Downregulation of ICAM-1 expression (A, B, C, D, E) in pc3-GD3s cells. Expression levels of ICAM-1 mRNA were checked by RT-PCR (A) and real-time PCR (B). Expression of ICAM-1 confirmed by Western blot (C) and FACS analysis (D). A schematic representation of DNA constructions containing two different forms of the ICAM-1 promters linked to the luciferase reporter gene is shown. The values represent the mean ±S.D. for three independent experiments with triplicate measurements (E). Inhibition of AKT phosphorylation in pc3-GD3s cells (F). Total protein extracts from pc3 and pc3-GD3s cells were examined by Western blot analysis with anti-phospho-AKT, anti-AKT, anti-phospho-ERK1/2, anti-ERK1/2, anti-phospho-p38 and anti-p38 antibodies.

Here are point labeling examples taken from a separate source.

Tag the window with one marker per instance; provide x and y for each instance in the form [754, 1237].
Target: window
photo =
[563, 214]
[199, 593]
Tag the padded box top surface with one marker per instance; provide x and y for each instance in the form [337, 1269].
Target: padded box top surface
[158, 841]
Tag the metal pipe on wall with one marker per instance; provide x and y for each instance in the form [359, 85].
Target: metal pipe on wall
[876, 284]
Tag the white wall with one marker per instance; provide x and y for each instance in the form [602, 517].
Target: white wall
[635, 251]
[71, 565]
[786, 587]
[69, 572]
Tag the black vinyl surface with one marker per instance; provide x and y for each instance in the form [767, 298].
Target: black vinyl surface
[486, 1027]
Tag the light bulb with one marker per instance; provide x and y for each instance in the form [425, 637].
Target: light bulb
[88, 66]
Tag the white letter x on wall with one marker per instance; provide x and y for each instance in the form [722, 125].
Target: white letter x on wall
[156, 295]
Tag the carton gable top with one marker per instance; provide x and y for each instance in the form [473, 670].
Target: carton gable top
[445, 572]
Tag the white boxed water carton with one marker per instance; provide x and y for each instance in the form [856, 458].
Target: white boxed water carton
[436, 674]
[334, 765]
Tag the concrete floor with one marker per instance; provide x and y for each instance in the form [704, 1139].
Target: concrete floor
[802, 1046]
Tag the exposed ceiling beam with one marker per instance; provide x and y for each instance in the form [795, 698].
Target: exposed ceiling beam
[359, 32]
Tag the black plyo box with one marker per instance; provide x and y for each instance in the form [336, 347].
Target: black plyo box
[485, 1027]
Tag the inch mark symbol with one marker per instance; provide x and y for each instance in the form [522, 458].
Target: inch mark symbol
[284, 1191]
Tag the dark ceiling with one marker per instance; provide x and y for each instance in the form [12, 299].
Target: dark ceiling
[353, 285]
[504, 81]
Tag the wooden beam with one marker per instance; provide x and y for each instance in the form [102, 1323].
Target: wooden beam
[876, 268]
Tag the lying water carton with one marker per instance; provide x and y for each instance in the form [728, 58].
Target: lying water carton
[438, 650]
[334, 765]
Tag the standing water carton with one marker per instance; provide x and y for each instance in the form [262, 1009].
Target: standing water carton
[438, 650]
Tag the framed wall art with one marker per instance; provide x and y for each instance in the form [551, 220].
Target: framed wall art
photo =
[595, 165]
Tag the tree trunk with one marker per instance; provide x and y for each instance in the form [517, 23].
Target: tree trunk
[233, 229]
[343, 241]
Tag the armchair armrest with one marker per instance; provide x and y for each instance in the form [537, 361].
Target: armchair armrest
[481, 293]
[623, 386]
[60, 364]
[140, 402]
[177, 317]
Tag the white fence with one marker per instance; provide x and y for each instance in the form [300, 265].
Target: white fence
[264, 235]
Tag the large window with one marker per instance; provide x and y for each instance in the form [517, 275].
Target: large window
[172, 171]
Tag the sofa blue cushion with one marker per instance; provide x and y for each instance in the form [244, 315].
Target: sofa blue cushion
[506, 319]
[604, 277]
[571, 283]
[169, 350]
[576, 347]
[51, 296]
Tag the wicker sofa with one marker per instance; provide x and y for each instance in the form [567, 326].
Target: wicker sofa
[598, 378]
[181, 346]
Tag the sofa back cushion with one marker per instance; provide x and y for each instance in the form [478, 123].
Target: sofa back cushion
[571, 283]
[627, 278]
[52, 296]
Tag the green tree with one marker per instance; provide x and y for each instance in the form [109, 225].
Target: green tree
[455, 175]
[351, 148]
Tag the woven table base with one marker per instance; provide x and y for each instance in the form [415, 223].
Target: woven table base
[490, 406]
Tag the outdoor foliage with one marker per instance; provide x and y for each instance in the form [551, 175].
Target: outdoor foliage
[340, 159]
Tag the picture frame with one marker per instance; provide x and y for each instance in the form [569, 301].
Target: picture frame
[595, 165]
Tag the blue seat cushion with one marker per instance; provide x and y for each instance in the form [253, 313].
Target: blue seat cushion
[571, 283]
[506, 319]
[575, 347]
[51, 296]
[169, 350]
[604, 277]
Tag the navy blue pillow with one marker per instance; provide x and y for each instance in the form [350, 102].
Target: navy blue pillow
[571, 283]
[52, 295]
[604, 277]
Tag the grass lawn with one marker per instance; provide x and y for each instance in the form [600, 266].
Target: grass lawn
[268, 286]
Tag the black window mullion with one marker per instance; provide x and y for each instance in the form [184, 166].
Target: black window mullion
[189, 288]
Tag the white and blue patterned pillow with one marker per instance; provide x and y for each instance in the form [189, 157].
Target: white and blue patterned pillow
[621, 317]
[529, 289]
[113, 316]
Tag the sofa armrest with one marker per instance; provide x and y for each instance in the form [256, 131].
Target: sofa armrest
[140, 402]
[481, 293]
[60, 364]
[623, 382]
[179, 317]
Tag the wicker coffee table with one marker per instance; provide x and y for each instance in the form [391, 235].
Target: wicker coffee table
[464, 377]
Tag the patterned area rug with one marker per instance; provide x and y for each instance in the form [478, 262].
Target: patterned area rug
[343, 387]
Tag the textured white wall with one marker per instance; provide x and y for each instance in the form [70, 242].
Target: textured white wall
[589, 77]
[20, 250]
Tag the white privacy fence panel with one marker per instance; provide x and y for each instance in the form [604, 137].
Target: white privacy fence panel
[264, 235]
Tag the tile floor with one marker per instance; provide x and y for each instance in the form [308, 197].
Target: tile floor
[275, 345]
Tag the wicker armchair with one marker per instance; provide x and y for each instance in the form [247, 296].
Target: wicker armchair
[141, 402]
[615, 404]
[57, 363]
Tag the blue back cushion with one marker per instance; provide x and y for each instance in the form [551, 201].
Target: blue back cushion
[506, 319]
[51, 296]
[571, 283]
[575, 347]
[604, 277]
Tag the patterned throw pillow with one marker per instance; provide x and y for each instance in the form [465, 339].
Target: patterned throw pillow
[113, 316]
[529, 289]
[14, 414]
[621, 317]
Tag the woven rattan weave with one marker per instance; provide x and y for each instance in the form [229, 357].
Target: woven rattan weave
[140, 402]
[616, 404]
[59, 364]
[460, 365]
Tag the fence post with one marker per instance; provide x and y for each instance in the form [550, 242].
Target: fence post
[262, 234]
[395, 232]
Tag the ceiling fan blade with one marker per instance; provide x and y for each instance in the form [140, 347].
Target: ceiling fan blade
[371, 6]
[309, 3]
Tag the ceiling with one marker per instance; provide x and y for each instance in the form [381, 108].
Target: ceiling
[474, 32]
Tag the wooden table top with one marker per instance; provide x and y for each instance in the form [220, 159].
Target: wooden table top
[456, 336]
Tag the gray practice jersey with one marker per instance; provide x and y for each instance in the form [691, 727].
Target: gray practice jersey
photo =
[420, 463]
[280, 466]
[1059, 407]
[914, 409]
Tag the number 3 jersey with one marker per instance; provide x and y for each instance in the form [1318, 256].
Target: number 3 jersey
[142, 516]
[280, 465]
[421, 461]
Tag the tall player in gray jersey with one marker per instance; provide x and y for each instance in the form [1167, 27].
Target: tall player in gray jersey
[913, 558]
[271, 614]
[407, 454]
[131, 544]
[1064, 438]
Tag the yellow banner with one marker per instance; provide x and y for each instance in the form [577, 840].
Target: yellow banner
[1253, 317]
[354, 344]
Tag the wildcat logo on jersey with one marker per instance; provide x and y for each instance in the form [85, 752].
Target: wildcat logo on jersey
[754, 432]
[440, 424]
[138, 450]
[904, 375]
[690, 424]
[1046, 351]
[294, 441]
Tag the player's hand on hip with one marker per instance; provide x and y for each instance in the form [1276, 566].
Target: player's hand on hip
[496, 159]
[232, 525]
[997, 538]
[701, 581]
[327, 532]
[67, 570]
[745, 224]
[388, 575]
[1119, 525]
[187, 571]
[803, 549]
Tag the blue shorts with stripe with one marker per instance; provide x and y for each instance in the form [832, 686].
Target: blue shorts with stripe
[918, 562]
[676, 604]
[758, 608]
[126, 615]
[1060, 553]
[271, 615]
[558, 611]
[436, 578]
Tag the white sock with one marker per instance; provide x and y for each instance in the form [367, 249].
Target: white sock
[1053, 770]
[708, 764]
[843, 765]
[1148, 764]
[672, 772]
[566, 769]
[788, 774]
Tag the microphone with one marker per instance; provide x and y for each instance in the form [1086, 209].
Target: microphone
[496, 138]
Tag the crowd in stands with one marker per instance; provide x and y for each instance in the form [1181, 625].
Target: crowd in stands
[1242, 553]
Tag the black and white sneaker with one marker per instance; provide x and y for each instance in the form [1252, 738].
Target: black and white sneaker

The nonspecific IgG antiserum has been used to block the cell reaction. GAPDH was included as an internal control. All experiments performed at least three times and we examined mean differences between groups by using the error bar graph procedure.

Figure 4

Differential regulation of ICAM-1 expression in pc3-GD3s-trasnfected SK-BR3 (ER-) and MCF-7 (ER+) cells. Expression levels of GM3 synthase, GD3 synthase and ICAM-1 mRNAs in the pc3-GD3s-transfected SK-BR3 (ER-) were checked by RT-PCR (A) and relative band intensities were compared with each β-actin control (B). β-Actin was included as an internal control. For MCF-7 (ER+) cells, ICAM-1 mRNA level in the pc3-GD3s-transfected MCF-7 cells was examined by Western blot analysis (C) and relative band intensity was also compared with GAPDH control (D). All experiments performed at least three times. We examined mean differences between groups by using the error bar graph procedure.

Figure 5

Accumulation of the GD2 ganglioside in pc3-GD3s cells. (A) The total ganglioside on a HPTLC plate. (B) Comparison of ganglioside contents in pc3 and pc3-GD3s cells. Percentage of each ganglioside was measured by densitometry with total gangliosides of each lane as 100%. (C) Total mRNA was isolated from pc3 and pc3-GD3s cells. GD2 synthase (β4-GalNc T) was detected by RT-PCR (30 cycles). The bar graphs represent the relative band intensity obtained from the RT-PCR results by densitometry.